The government of Turkish President Recep Tayyip Erdogan has issued a decree to initially release an estimated 38,000 in an apparent effort to make space for thousands of accused plotters detained in connection with last month’s failed military coup attempt.
Reuters reports:
In an interview with A Haber television, Justice Minister Bekir Bozdag said 38,000 people would initially be released, but as many as 93,000 could benefit from the program.
Only inmates who committed crimes before July 1 would be eligible for conditional release, excluding anyone convicted of involvement in the failed July 15 coup.
As part of countrywide purge of the army, police, and the courts that also expanded to universities and schools, the Erdogan government either suspended or detained nearly 50,000 people in the wake of the insurrection.
Particularly, various news agencies report, nearly 35,000 people have been arrested in the purge.
Agence-France Presse (AFP) notes that “almost 11,600 of them have since been released.”
The Associated Press (AP) reports:
Turkey issued a decree Wednesday paving the way for the conditional release of some 38,000 prisoners, the justice minister said…

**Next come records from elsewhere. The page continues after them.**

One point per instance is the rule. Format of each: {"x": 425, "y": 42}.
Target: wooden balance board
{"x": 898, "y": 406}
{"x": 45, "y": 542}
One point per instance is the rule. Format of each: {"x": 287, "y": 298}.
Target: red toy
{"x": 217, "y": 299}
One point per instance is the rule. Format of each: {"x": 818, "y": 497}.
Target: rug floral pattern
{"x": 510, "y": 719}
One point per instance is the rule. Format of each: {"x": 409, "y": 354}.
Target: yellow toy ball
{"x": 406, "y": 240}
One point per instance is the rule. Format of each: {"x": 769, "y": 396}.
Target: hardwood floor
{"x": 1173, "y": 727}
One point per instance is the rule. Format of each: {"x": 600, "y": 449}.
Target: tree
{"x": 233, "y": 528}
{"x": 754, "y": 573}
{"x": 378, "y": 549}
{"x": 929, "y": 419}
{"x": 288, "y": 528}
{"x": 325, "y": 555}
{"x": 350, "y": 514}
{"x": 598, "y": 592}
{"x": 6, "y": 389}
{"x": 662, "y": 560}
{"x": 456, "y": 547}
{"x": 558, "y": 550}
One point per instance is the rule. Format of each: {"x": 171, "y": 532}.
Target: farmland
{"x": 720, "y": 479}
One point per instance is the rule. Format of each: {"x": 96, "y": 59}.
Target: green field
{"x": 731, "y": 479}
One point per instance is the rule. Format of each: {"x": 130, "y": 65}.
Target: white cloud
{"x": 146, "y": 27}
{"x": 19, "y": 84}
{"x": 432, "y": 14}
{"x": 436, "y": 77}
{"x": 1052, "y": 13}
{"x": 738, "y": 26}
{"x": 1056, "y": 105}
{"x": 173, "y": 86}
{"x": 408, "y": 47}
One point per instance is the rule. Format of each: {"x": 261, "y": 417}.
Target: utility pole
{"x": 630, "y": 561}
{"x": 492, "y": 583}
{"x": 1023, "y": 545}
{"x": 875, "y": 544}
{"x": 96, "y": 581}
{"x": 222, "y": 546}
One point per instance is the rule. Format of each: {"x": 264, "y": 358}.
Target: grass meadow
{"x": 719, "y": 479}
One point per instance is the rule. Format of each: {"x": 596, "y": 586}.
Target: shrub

The government decree, issued under Turkey’s three-month long state of emergency that was declared following the coup, allows the release of inmates who have two years or less to serve of their prison terms and makes convicts who have served half of their prison term eligible for parole. Some prisoners are excluded from the measures: people convicted of murder, domestic violence, sexual abuse or terrorism and other crimes against the state.
Reuters adds:
The government gave no reason for measure, but its prisons were already straining capacity before the mass arrests that followed the coup…
Wednesday’s decrees, published in the Official Gazette, also ordered the dismissal of 2,360 more police officers, more than 100 military personnel and 196 staff at Turkey’s information and communication technology authority, BTK.
Many of the people who have been either suspended from their government jobs or detained have been linked to the U.S.-based imam Fethullah Gulen, a former ally of the Turkish president turned enemy.
Erdogan has accused 75-year-old Gulen, who lives in self-imposed exile in Pennsylvania, of being behind the attempt by rogue Turkish troops to overthrow his government. Although Gulen has denied the accusation, Turkey has demanded that the U.S. extradite him.
Turkey’s National Intelligence Agency (MIT) recently accused the cleric of inciting his followers who fled Turkey after the attempted coup to “perform activities against Turkey.”
The measure to release the prisoners was announced Wednesday by Minister Bozdag, who said the move was “not an amnesty” and added that the convicts were being released on conditional parole rather than being pardoned, reports AFP.
“This measure is not an amnesty,” the minister reportedly said on Twitter. “The punishment will be served outside through supervised released.”
“I hope that the arrangement is beneficial to the prisoners, their loved ones, our people and our country,” he also wrote.
Citing justice ministry data obtained by Anadolu Agency, Reuters points out that “there were 213,499 prisoners in jail as of Aug. 16, more than 26,000 above prison capacity.”
The news agency adds:
Western allies worry President Tayyip Erdogan, already accused by opponents of creeping authoritarianism, is using the crackdown to target dissent, testing relations with a key NATO partner in the war on Islamic State.